Living out by Lake Merritt, Maia experienced some good times, like watching vintage horror movies with her father, studying the texturally complicated ABBA catalog (especially last year’s surprise “Voyage” comeback) or bopping to her mother’s old funk compilation CDs while cooking with her in the kitchen. But there were dark moments, like the harrowing day in 2020 when Northern California forest fires turned the ash-filled horizon a thick Martian red.

“I woke up that morning and I was like, ‘I think that I might die!’ — it actually felt like the end of the world,’ she recalls.

She captured her nadir in the shimmering “rising” ballad “Florida.” The song was informed by her grandfather, who was seriously ill when her family flew to Florida to see him. She said goodbye, and two weeks later he was gone. At which point she says she realized, “I need to make music that can help me get out of this. So I started writing songs that could help me find an ounce of joy in what was a very, very dark time.”

More multimedia worlds appeared on the horizon for mxmtoon (pronounced Em-Ex-Em-Toon) to explore.
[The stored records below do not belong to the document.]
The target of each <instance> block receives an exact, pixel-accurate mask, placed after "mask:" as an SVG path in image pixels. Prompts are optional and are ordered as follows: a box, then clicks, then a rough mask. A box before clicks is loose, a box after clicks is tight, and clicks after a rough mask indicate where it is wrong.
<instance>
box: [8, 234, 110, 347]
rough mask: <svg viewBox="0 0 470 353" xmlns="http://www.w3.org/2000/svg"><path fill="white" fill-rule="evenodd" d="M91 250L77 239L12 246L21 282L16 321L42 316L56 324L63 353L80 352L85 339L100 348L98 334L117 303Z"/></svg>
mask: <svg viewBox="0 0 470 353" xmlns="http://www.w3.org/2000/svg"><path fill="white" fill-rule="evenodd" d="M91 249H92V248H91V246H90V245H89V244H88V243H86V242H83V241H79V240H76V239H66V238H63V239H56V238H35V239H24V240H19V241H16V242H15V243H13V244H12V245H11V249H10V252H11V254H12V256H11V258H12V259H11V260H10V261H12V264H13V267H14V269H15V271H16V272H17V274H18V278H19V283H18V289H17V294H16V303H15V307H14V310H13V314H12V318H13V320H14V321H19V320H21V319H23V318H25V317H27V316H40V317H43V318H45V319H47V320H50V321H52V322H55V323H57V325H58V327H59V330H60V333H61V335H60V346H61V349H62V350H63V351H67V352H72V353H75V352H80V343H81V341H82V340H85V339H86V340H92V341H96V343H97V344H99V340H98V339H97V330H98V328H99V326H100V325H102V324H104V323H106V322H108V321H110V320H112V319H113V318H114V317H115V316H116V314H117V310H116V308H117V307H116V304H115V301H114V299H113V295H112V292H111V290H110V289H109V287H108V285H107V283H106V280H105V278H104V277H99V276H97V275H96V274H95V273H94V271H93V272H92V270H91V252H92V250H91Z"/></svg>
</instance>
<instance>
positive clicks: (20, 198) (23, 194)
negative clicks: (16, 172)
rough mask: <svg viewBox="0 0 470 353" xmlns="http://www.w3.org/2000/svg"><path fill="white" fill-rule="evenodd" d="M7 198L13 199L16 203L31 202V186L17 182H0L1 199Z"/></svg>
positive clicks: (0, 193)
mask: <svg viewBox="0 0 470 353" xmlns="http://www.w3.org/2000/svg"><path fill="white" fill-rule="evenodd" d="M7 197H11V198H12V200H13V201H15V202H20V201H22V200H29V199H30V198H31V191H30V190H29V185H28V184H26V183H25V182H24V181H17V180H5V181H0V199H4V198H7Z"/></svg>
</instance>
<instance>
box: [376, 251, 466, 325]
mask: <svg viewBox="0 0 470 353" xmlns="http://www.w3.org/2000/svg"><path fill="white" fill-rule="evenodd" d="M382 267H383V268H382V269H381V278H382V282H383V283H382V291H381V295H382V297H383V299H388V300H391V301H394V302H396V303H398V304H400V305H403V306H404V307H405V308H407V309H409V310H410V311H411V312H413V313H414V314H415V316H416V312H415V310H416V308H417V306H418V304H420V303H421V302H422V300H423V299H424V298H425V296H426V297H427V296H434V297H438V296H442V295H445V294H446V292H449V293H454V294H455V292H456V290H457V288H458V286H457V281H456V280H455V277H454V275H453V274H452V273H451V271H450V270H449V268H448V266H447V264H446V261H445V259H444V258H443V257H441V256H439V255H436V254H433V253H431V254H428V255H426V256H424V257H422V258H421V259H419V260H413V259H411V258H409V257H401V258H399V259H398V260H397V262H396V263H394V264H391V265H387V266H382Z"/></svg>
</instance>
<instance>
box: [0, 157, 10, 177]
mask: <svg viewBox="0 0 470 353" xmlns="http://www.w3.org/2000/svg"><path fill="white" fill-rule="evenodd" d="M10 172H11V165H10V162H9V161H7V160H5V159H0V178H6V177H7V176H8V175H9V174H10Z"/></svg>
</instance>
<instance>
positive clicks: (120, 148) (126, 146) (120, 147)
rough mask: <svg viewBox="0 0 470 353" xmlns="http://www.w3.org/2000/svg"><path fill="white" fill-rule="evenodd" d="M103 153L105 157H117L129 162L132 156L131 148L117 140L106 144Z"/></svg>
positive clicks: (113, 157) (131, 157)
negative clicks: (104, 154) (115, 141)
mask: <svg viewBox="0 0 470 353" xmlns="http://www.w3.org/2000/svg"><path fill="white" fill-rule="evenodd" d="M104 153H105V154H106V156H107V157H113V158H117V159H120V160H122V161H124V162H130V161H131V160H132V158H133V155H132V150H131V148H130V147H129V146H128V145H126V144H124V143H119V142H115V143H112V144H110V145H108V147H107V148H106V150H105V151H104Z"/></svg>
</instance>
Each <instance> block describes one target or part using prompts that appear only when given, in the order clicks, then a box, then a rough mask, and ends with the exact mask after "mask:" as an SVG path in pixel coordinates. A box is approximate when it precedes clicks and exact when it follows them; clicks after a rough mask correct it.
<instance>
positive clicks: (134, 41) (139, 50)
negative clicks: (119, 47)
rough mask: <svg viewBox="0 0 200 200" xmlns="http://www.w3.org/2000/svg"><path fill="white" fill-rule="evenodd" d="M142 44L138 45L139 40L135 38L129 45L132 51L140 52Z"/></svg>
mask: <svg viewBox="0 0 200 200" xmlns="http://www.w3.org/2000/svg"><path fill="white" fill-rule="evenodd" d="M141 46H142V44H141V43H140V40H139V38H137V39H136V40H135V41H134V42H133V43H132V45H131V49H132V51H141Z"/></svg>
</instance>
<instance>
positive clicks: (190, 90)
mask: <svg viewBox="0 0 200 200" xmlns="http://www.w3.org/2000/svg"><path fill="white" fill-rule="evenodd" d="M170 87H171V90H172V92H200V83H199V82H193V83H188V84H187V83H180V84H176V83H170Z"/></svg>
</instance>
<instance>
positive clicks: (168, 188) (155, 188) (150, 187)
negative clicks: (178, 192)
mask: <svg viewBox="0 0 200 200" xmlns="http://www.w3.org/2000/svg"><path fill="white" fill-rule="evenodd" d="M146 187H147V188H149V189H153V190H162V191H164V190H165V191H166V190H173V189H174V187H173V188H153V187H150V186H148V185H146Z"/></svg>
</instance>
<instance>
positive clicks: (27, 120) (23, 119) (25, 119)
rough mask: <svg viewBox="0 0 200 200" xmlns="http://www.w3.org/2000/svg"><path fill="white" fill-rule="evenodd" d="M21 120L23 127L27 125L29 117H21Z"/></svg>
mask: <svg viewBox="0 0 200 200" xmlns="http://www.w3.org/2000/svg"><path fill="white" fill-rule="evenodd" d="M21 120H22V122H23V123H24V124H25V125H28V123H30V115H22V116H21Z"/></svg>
She launched her own artist-interviewing podcast, and challenged herself to do one 15-minute show per day for a full year. It caught on, and soon she was sharing thoughts with the likes of Jon Batiste and Julien Baker.

She re-recorded her signature song “Prom Dress” for the classic video game “The Sims,” in the characters’ own imaginary Simish language, and applied her sonic aesthetics — which grew ABBA-grand on “rising” and ventured far from basic ukulele — to covers, like Radiohead’s “Creep” and The Violent Femmes’ “Blister in the Sun.”

Now finally residing in Brooklyn with her architecture-student brother, she’s contemplating her first film script and the possibility of storytelling on other formats. She turns 22 this July 9, but Maia has always been considered an old soul by her family and fellow musicians.

“I have these different worlds that I occupy, because there are all these 20-year-olds that I play video games with in the evening, after work,” she says. “So I like to say that I wear many hats. And it’s fun for me to learn all the inner workings of all these different worlds, whether it be shoe design or making these podcasts. It’s all very entertaining to me.”



Where: The Regency Ballroom, 1300 Van Ness, S.F.